O mérito dessas páginas”, diz Morand, “é viver, o encontro delas é uma coleção particular, se não meu museu secreto; cada uma apresenta um dia, um minuto, um entusiasmo, um fracasso, uma hora decisiva, ou uma hora perdida. Pode ser revivida, colhida por outros, por mim, nunca mais."
O Gran Caffè Quadri: cenário de uma reflexão narcisista (Foto: Reprodução)
Evidenciando a áurea de beleza e requinte de Veneza, escreveu: “Onde, melhor que em Veneza pode Narciso se contemplar?
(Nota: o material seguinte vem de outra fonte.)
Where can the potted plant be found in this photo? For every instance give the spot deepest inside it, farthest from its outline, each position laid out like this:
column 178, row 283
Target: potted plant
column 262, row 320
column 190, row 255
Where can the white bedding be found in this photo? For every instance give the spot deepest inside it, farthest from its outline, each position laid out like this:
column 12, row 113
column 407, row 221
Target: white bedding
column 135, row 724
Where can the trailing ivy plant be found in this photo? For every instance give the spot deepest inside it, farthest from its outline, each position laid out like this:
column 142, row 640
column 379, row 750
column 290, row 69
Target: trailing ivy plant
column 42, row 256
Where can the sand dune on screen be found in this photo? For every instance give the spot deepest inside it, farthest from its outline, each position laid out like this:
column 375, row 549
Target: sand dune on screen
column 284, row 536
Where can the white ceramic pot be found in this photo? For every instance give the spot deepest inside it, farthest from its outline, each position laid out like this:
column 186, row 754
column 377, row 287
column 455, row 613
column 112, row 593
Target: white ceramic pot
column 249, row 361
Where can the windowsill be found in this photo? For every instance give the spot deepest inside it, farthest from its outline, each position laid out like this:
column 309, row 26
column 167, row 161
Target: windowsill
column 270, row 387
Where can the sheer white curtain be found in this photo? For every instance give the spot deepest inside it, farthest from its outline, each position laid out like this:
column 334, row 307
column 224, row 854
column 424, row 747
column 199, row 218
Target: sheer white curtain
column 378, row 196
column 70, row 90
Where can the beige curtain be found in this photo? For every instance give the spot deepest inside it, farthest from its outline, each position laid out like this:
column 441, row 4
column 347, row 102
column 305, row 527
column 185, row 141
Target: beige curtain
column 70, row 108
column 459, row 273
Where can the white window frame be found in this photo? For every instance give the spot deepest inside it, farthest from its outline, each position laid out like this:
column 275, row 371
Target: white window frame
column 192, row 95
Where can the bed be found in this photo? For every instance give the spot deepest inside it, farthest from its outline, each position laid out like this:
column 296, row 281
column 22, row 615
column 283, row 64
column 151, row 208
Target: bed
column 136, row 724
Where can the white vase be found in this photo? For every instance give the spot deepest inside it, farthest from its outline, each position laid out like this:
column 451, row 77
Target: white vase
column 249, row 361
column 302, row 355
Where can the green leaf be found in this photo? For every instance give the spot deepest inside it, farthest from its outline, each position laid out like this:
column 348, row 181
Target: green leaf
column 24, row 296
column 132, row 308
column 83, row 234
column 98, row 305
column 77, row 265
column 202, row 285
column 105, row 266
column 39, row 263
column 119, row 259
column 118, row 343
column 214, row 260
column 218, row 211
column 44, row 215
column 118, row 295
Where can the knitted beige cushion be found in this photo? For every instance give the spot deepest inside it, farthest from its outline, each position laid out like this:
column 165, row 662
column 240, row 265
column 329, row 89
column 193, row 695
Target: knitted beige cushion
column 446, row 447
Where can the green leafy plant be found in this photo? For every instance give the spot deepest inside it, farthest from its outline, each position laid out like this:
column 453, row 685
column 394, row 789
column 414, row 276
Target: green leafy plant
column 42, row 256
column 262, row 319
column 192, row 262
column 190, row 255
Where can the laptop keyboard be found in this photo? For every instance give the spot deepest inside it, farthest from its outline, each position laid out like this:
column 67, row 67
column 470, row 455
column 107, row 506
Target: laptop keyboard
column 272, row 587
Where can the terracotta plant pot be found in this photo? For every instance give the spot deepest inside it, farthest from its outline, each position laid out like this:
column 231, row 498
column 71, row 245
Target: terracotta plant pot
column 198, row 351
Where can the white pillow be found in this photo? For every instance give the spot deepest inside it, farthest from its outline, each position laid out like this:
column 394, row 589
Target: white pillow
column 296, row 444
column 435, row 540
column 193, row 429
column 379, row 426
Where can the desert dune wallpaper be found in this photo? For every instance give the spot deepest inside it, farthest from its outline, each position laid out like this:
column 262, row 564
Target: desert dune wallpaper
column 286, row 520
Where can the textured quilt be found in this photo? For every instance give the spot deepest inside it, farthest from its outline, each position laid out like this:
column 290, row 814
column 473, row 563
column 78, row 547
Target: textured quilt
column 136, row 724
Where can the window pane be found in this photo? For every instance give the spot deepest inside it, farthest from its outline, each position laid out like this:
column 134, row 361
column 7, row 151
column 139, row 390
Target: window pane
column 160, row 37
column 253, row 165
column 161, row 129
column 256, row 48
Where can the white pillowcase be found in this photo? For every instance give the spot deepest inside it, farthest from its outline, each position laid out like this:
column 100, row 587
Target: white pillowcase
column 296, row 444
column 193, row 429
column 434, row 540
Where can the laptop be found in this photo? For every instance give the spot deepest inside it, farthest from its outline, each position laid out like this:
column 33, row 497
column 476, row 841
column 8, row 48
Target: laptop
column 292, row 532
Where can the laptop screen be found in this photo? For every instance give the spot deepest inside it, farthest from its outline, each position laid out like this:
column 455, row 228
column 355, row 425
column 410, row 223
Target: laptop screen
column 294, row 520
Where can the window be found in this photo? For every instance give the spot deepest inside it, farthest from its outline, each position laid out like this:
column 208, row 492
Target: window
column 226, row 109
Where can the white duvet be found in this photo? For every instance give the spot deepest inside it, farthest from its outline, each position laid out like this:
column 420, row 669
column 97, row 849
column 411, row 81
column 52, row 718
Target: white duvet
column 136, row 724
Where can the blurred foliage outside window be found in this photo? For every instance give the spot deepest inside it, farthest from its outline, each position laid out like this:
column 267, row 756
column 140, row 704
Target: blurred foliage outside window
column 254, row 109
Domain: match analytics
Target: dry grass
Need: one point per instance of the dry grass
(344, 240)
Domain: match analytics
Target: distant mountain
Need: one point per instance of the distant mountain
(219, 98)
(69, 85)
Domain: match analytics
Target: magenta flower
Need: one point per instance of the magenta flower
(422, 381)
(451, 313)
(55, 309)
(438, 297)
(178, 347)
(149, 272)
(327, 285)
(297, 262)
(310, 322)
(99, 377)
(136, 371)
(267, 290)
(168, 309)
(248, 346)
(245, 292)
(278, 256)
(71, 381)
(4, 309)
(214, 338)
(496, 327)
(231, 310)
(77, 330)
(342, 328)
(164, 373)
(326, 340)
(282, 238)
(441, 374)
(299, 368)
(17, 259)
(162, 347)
Wagner no Caffè Quadri, escutando sua própria música....”.
Segundo trecho
Victoria Ocampo: intelectual de talento (Foto: Reprodução)
Desvendando a correspondência de Victoria Ocampo, da elite de Buenos Aires na primeira parte do século 20 e também intelectual e editora da revista Sur, com o escritor Albert Camus, encontrei relatos inteligentes e reveladores. Ela, feminista e adepta da democracia, chegou a ser detida pela oposição à ditadura de Peron. Ele, sobretudo terno e emotivo, além de igualmente paladino da democracia, fazem primorosas observações sobre os problemas da Argentina na época.
Assinalei o seguinte trecho de uma carta de Victoria, no livro “Correspondencia (1946-1959)”: “No soy nada quando no amo. Hoy em dia, la gente no es nadie quando no odia. La época lo quiere así. Estoy fuera de época.” Serve perfeitamente para o Brasil dos nossos dias. Vale a pena refletir.